Chi lo cantava sessant’anni fa vedeva una lunga processione snodarsi per le vie del suo paese composta da tutti i membri della comunità che insieme accompagnavano la presenza del Signore nell’Eucaristia dentro i luoghi della vita ordinaria: era sotto gli occhi di tutti che lo si portava a tutti i fratelli, c’era la forza dell’intera comunità che sosteneva questo gesto – anche esteriore e visibile – del portarlo a tutti i fratelli e lungo le strade. Oggi c’è una consapevolezza diversa e le strade sono un po’ cambiate, i numeri sono ridotti o quantomeno diversi, eppure quelle parole sono vere «ti porteremo ai nostri fratelli», quelli del nostro tempo, quelli che oggi ci guardano dalla sedia del bar e forse non riescono a capire cosa succede (penso all’esperienza personale della processione fatta per vie del centro di Trento alle 20 del giovedì), magari subiamo quegli sguardi con imbarazzo…ma c’è qualcosa di più del gesto esteriore, altrimenti siamo sostenitori di una carnevalata.

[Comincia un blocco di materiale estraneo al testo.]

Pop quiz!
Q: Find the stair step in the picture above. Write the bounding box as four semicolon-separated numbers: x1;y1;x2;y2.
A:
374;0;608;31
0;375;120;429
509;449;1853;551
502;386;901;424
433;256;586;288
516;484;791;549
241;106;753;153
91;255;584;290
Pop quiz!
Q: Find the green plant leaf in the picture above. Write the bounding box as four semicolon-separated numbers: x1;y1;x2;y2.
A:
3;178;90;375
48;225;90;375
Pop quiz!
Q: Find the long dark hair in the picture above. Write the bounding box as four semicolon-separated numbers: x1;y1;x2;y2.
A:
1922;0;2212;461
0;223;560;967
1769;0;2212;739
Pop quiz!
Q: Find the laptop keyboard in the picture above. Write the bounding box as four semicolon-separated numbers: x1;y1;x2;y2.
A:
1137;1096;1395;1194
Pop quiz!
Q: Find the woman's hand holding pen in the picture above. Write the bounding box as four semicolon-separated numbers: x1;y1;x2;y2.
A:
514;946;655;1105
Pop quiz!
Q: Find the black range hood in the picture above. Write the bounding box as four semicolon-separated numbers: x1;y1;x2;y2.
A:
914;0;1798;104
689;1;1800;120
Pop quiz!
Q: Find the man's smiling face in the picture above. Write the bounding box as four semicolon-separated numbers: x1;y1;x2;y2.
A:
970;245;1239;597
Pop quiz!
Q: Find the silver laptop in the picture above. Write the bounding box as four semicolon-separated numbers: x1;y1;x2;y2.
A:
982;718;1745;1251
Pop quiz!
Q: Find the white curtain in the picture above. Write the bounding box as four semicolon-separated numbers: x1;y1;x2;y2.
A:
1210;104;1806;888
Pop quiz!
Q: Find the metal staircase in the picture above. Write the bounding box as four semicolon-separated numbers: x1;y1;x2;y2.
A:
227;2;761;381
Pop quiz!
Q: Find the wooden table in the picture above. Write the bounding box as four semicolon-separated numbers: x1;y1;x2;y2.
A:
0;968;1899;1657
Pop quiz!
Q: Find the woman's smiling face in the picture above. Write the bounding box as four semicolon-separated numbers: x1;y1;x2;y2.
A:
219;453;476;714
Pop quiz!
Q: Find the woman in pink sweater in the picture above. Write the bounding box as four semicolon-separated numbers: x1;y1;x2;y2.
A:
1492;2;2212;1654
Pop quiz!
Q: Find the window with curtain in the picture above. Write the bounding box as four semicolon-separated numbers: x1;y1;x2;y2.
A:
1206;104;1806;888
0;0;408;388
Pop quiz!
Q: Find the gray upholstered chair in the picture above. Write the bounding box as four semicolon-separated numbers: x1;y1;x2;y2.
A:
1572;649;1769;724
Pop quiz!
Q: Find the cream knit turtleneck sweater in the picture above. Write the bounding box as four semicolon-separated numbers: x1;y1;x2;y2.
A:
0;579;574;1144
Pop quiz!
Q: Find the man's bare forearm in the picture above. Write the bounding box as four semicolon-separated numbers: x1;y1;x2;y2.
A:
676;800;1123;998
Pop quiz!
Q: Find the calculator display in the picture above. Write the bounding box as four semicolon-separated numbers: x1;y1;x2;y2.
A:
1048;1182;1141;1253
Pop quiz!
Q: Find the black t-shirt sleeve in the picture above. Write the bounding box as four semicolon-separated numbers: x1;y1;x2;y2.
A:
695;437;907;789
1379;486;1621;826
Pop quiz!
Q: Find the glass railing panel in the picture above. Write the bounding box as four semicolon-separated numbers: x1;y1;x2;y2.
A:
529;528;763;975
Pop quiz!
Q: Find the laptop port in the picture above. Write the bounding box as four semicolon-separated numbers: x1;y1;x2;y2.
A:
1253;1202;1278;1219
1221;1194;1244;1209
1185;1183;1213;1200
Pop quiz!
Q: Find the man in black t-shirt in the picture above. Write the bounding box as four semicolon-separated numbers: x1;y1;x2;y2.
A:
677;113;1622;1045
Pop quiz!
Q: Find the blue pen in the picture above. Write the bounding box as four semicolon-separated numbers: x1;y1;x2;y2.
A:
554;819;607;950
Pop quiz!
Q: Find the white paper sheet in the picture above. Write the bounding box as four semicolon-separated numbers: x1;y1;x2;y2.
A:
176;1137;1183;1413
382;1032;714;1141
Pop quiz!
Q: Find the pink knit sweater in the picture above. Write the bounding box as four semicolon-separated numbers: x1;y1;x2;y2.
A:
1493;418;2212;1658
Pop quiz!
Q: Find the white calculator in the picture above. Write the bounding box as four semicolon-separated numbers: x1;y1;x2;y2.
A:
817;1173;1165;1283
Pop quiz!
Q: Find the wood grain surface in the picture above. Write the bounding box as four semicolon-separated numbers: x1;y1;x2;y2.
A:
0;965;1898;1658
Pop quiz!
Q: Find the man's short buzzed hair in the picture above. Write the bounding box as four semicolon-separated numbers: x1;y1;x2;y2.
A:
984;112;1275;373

Prima di portarlo lungo le strade, lo abbiamo ricevuto durante la celebrazione eucaristica, è entrato in noi ed è parte di noi, ci viene dato come “Corpo di Cristo” ed entra nel nostro corpo, diventa un tutt’uno con noi, non si possono più separare.
Noi diventiamo dei tabernacoli viventi, siamo dei vasi riempiti di grazia e questo traspare anche all’esterno. Attraverso i fratelli alla fine della celebrazione abbiamo una vasta gamma di espressioni del volto di Dio e di corpi che lo rendono presente. Poter pensare che la persona seduta vicino a me sia diventata un tabernacolo vivente dovrebbe darci le giuste proporzioni del modo in cui relazionarci tra di noi, se solo pensiamo alla devozione e alla gestualità che riserviamo al Tabernacolo della custodia eucaristica.